Most Teachers "Highly Qualified" Under NCLB Standards, But Teacher Qualifications Lag in Many High Poverty and High Minority Schools
Recruiting and Retaining Highly Qualified Teachers is Major Challenge in High Poverty Districts
Washington, D.C. - Most public school teachers are "highly qualified" under the terms of the No Child Left Behind Act, but many low income and minority students experience inequities when it comes to the qualifications of the teachers in their classrooms, according to a new U.S. Department of Education report written by experts with the American Institutes for Research (AIR).
The report, Teacher Quality Under NCLB: Interim Report, includes analyses of data from the largest national survey of teachers, principals, paraprofessionals and school district staff to be conducted since the law was passed by Congress in 2001. That study, the National Longitudinal Study of No Child Left Behind, is being done as a partnership of AIR and the RAND Corporation.
At least 74 percent of general education teachers reported they were highly qualified under NCLB for the subjects they taught, 23 percent did not know their status and 4 percent said they were not highly qualified. After analyzing the characteristics of the teachers who did not know if they were highly qualified, the AIR researchers concluded that over 90 percent of teachers were highly qualified under NCLB standards set by the states.
"Although a high percentage of teachers are considered highly qualified, the results tend to mask some problem areas," says Dr. Kerstin Le Floch, a principal research analyst at AIR and one of the authors of the study. A higher percentage of teachers who are not highly qualified under NCLB teach special education, limited English proficiency classes and in middle schools, as well as in high-poverty and high-minority schools. Even among teachers considered highly qualified, the teachers in high-poverty schools had less experience and were less likely to have a degree in the subject they taught.
Attracting and retaining highly qualified teachers is a major challenge, especially in high minority, high poverty, urban and rural districts, and for specific subject areas, the report finds.
"Approximately two thirds of all districts faced challenges in special education, science, and mathematics, but some districts faced more challenges than others," the report states. "For example, in mathematics and science the percentage of high minority districts that struggled to attract and retain highly qualified applicants was nearly double that of low minority districts."

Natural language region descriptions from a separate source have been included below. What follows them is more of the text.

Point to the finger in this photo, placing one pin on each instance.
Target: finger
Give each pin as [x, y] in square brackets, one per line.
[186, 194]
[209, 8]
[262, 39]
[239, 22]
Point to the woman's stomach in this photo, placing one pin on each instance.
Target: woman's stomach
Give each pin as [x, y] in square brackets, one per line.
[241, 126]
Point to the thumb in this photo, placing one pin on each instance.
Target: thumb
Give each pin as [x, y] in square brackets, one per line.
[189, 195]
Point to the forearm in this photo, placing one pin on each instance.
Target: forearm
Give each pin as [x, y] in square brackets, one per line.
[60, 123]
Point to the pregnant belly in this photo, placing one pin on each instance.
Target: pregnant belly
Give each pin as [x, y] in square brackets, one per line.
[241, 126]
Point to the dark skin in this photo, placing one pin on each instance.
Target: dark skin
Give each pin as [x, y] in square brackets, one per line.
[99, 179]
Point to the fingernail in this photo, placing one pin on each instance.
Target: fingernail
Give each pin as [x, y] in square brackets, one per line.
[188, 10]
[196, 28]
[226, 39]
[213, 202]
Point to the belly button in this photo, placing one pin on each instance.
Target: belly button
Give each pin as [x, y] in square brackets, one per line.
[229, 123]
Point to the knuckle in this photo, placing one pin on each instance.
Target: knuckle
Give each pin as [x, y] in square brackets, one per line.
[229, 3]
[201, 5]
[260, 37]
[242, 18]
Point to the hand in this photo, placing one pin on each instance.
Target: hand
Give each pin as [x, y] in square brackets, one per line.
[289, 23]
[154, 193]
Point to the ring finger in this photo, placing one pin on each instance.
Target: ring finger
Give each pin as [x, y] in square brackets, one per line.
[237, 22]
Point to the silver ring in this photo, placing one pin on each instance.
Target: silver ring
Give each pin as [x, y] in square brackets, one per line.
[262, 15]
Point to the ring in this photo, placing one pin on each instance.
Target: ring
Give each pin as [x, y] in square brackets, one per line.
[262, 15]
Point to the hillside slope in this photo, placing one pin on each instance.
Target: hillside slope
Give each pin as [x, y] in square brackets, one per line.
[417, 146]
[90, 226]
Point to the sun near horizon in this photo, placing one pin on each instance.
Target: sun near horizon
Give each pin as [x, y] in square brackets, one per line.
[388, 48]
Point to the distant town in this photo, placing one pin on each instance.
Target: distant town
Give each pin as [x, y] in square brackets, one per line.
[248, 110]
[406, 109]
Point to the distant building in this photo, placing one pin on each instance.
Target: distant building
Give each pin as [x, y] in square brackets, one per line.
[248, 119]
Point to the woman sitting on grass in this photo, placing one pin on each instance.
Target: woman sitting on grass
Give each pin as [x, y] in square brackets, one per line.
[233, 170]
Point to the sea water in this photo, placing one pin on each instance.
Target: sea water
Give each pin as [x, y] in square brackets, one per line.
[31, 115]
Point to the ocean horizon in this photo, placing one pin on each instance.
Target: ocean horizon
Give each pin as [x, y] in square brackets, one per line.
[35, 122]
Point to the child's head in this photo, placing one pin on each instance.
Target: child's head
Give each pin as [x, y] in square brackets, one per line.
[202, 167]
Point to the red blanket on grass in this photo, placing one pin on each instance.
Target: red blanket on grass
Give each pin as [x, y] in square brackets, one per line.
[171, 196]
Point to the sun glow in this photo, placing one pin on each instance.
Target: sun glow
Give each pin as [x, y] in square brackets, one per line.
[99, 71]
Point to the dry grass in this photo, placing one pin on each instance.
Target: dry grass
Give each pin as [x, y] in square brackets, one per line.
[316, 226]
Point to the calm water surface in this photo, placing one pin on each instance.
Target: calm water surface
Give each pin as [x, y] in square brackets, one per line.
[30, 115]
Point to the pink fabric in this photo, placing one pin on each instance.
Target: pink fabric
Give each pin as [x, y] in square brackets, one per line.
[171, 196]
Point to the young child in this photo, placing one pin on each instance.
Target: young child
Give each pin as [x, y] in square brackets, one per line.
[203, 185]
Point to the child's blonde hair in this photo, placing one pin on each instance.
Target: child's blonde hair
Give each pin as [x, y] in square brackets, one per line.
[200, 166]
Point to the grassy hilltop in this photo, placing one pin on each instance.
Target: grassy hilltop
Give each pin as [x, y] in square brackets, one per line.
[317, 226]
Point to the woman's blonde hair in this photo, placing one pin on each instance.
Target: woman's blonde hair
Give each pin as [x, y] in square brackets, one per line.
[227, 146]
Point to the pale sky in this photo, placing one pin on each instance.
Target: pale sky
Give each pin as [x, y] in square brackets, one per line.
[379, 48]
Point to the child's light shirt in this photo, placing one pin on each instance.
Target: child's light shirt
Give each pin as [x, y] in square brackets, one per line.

A majority of all districts (65 percent) reported they had difficulty attracting highly qualified applicants in science. Sixty percent said highly qualified applicants in mathematics were hard to come by, and 57 percent reported difficulty in recruiting top-notch special education teachers.
The problem was exacerbated in high poverty, high minority and urban districts, where the biggest recruitment obstacle was competition with other districts. These districts were most likely to offer financial incentives and alternate certification routes to recruit highly qualified applicants. Even though fewer than 25 percent of districts around the country used financial incentives, such as increased salaries, signing bonuses, or housing incentives to attract highly qualified candidates, more than 75 percent of high minority districts offered such incentives, according to the report.
The study of the implementation of the highly qualified teacher provisions of the No Child Left Behind Act can be found at the U.S. Department of Education Web site www.ed.gov, the AIR Web site www.air.org, and the RAND Web site www.rand.org. The report describes the progress states, districts and schools have made implementing the teacher and paraprofessional qualification provisions through 2004-05.
The report, which presents findings from two national studies - the Study of State Implementation of Accountability and Teacher Quality Under NCLB (SSI-NCLB) and the National Longitudinal Study of NCLB (NLS-NCLB) - also found:
While the majority of teachers were aware of the state requirements for highly qualified teachers, nearly half of the teachers said they had not received official notification of their status.
Special education teachers were almost four times as likely to report that they were not considered highly qualified (15 percent) than were general education teachers (4 percent).
Nearly all teachers reported taking part in content-focused professional development related to teaching reading or mathematics, but only 20 percent of elementary teachers participated in more than 24 hours of professional development on reading strategies, and only 8 percent participated in extended training in teaching mathematics.
About half of high school mathematics teachers (49 percent) said they received no professional development focused on the study of mathematics content.
States have been working to update their data systems, but most reported difficulty tracking some data elements and in collecting and maintaining data on teacher qualifications.
A minority of districts provided targeted support for teachers who were not considered highly qualified. About one-third of districts reported providing increased amounts of professional development to teachers who were not highly qualified with little variation by poverty or minority level or district size.
Almost two-thirds (63 percent) of Title I instructional paraprofessionals were identified as qualified; 28 percent did not know their status. Paraprofessionals in medium- and high-poverty schools were notably less likely to have completed two years of college or an associate degree (one of the three NCLB requirements) than were paraprofessionals in low-poverty schools.
AIR partners in the SSI-NCLB and the NLS-NCLB studies include the RAND Corporation, the National Opinion Research Center, and REDA International. The additional AIR authors of the teacher quality report include Beatrice Birman, Amy Klekotka, Meredith Ludwig, James Taylor, Kirk Walters, Andrew Wayne and Kwang Suk Yoon.
Established in 1946, with headquarters in Washington, D.C., the American Institutes for Research (AIR) is an independent, nonpartisan not-for-profit organization that conducts behavioral and social science research on important social issues and delivers technical assistance both domestically and internationally in the areas of health, education, and workforce productivity.